Dampak selanjutnya yang dapat
ditimbulkan dari toxic positivity adalah
individu tersebut dapat menjadi seseorang yang anti terhadap perasaan negatif.
Berawal dari perasaan negatif yang terabaikan, kepedulian sosialnya terhadap
sekitar dapat berkurang. Nalurinya dalam menunjukkan bahwa semua orang
sebaiknya melihat sisi positif dari kehidupan dan merasakan emosi negatif
merupakan sebuah hal yang tabu.
Dengan berkaca pada narasi di atas,
sudah sepantasnya kita sebagai mahasiswa yang erat dengan pergaulan, lebih peka
terhadap isu-isu seperti ini. Bukanlah suatu hal yang sulit untuk menghindari toxic positivity. Satu hal terpenting
yang perlu diperhatikan adalah kita perlu berpikir terlebih dahulu sebelum
berbicara. Kemudian, sebisa mungkin kita dapat memahami kondisi lawan bicara
ketika ia sedang menceritakan masalahnya. Kita hendaknya memikirkan kata-kata
yang tepat untuk menanggapi ceritanya. Setidaknya, ada rasa empati yang kita
tunjukan dan bukan hanya sekedar kata penyemangat saja. Kita juga dapat
memberikan solusi atas masalah yang dihadapi olehnya, asal kita mampu memberikan
saran yang baik.
Adapun kata-kata yang dapat
digunakan untuk menunjukkan rasa empati misalnya “Wajar kok kamu sedih.”; “Sebenernya
kamu ada apa? Cerita aja ke aku.”; “Kamu keren, masih kuat dalam kondisi
seperti itu.”; “Pasti berat banget ya buat kamu menghadapi ini. Lalu, bagaimana
keadaanmu? Apa yang bisa aku bantu untuk mengatasi masalahmu?” Tentu mengucapkan kalimat-kalimat tadi bukanlah
hal yang sulit, bukan? Kalimat-kalimat tersebut akan sangat berbeda ketika kita
mengucapkannya sembari menunjukkan sikap empati kita terhadap lawan bicara.

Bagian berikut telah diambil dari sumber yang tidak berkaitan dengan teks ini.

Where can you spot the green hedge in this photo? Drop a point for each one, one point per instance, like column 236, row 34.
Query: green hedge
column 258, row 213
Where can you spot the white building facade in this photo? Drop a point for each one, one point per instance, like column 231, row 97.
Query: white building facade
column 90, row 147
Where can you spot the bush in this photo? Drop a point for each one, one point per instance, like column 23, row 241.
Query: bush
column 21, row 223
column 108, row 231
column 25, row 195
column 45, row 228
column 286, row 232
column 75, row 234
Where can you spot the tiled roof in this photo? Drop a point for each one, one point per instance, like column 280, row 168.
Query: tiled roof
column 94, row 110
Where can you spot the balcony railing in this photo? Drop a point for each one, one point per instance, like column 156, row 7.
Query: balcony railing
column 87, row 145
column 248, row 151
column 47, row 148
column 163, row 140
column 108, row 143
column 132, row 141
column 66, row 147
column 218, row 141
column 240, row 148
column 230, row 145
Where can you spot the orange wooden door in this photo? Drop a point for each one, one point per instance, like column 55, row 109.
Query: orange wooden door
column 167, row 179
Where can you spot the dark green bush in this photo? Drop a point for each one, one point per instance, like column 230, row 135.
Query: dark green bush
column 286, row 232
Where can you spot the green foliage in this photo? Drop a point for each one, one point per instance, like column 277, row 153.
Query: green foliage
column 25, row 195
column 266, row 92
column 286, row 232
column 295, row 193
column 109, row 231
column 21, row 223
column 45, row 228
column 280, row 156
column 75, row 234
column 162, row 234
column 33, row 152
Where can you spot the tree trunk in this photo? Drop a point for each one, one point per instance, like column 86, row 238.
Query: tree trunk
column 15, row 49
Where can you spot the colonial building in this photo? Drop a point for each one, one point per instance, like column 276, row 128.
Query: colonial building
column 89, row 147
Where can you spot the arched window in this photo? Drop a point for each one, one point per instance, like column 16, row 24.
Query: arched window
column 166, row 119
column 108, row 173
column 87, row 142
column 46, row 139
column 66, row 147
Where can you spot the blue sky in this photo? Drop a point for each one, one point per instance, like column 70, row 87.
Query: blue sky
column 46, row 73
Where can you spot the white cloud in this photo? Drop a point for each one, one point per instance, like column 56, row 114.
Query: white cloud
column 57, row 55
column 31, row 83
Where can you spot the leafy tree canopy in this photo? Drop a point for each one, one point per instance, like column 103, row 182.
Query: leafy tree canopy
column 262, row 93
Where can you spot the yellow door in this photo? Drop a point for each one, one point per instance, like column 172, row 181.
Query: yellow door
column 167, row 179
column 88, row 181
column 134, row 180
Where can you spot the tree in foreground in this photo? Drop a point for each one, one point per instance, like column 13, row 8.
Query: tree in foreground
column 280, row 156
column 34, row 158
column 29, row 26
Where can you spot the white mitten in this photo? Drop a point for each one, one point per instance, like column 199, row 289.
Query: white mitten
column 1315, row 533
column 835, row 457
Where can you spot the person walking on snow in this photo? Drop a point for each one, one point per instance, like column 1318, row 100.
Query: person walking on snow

Namun, kita juga tidak perlu berlebihan membawanya berlarut-larut dalam
kesedihan.
Dengan menunjukkan sikap empati,
akan jauh lebih baik daripada sekedar memberikan sepotong kalimat penyemangat,
tanpa memberi kesempatan individu yang sedang bercerita untuk mengungkapkan
ekspresinya. Setiap orang perlu untuk mengekspresikan emosinya, entah perasaan
sedih, senang, bahagia, atau lainnya. Emosi negatif, seperti rasa sedih, bukanlah
suatu hal yang lebay atau dianggap lemah. Justru dengan jujur terhadap perasaan
diri sendiri dapat membuat kita menjalani hidup dengan mental yang lebih sehat.